Face à l'épidémie de coronavirus, la Suède a décidé de laisser les écoles, restaurants et bars ouverts alors que de plus en plus de pays européens confinent leur population. Une stratégie qui interroge l'opinion publique et les médias suédois.
La Suède en fait-elle assez pour protéger sa population ? C'est la question que soulève plusieurs médias du pays alors que les nations européennes adoptent des stratégies radicales de confinement pour endiguer la pandémie.

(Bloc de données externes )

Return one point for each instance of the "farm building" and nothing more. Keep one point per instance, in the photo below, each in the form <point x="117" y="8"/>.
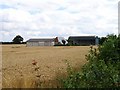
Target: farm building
<point x="41" y="42"/>
<point x="83" y="40"/>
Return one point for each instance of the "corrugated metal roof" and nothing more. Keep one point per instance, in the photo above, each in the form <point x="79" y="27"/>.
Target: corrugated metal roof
<point x="40" y="40"/>
<point x="81" y="37"/>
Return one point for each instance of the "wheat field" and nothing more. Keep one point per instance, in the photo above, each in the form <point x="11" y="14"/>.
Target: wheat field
<point x="19" y="72"/>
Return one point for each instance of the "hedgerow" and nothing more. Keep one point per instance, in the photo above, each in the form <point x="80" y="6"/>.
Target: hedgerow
<point x="102" y="69"/>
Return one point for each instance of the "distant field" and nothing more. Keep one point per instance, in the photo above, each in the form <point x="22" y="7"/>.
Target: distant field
<point x="18" y="69"/>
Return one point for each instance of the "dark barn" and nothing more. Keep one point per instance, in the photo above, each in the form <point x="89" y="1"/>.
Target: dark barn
<point x="83" y="40"/>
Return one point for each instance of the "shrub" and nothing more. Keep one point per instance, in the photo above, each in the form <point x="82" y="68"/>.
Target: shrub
<point x="102" y="69"/>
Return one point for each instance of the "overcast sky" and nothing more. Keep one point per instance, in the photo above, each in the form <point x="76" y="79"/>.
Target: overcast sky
<point x="51" y="18"/>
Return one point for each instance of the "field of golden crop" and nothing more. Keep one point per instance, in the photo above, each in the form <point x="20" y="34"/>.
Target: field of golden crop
<point x="18" y="70"/>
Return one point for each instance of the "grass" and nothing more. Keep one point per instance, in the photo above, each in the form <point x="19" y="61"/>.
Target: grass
<point x="18" y="70"/>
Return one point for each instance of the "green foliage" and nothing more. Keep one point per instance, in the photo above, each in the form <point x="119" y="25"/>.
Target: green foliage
<point x="102" y="69"/>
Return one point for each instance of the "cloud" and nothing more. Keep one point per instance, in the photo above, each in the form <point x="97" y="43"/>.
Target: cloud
<point x="45" y="18"/>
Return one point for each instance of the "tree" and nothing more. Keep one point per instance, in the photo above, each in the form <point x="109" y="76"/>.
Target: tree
<point x="63" y="41"/>
<point x="102" y="69"/>
<point x="18" y="39"/>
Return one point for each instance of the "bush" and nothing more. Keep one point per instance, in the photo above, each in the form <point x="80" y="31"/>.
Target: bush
<point x="102" y="69"/>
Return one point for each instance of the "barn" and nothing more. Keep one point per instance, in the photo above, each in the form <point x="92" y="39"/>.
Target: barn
<point x="83" y="40"/>
<point x="40" y="42"/>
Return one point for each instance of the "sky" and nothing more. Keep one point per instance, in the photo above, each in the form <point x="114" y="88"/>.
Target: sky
<point x="62" y="18"/>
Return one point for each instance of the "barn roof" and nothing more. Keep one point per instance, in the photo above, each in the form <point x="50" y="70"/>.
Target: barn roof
<point x="82" y="37"/>
<point x="40" y="40"/>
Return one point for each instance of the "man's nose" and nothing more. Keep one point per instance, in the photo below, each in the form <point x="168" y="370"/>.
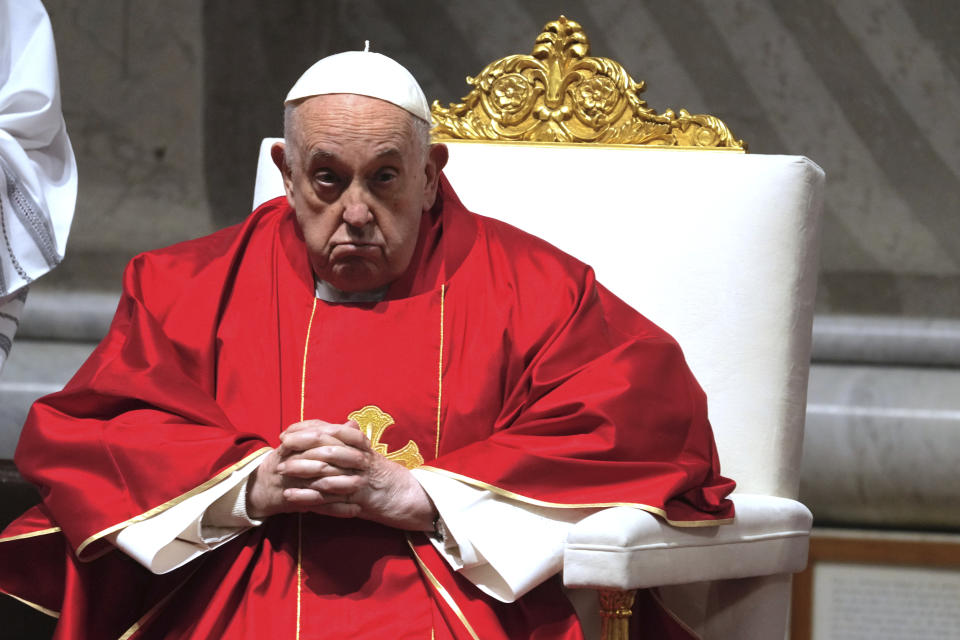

«Nous ne pouvons pas nous permettre de répéter en Suède le drame humain de Wuhan et de Bergame. Ce serait un pari qui violerait le principe le plus fondamental de notre société : chaque personne a une valeur propre», écrivait dimanche le rédacteur en chef du quotidien Dagens Nyheter, appelant à des mesures plus sévères ou à un dépistage généralisé de la population.
Plus tard dans la journée, le Premier ministre social-démocrate Stefan Löfven s'est adressé à la population lors d'une rare allocution télévisée, exhortant chacun à «prendre ses responsabilités» et à suivre les recommandations du gouvernement : télétravail et distanciation sociale notamment.
Les autorités recommandent aussi à toute personne «à risque» de rester chez elle. Les rassemblements de plus de 500 personnes sont interdits (la limite est de deux personnes en Allemagne), les lycées et les universités sont fermés.
Les transports continuent d'être pris d'assaut
Le 24 mars, le gouvernement a exhorté les bars et les restaurants à se limiter aux services à table, afin d'éviter les files d'attente et assurer une distance minimale entre chaque client. Mais pour beaucoup, la vie continue normalement.
Samedi 21 mars, bars et restaurants de la capitale ont fait le plein, et les transports continuent d'être pris d'assaut aux heures de pointe.
Toutefois, comme chez la plupart de ses partenaires européens, les frontières suédoises sont désormais fermées aux voyages jugés «non essentiels».
Le Parlement suédois a aussi accéléré l'adoption d'un projet de loi permettant la fermeture des écoles primaires et maternelles si nécessaire.
Les autorités sanitaires en première ligne
Le gouvernement répond qu'il suit les recommandations de l'Agence de santé publique et affirme être prêt.
Si les autorités sanitaires n'ont pas encore demandé aux écoles de fermer, c'est parce que «ce sont les personnes âgées qui doivent rester à la maison, pas les enfants», justifient-elles.
La confiance accordée par le gouvernement aux autorités sanitaires ne fait pourtant pas l'unanimité.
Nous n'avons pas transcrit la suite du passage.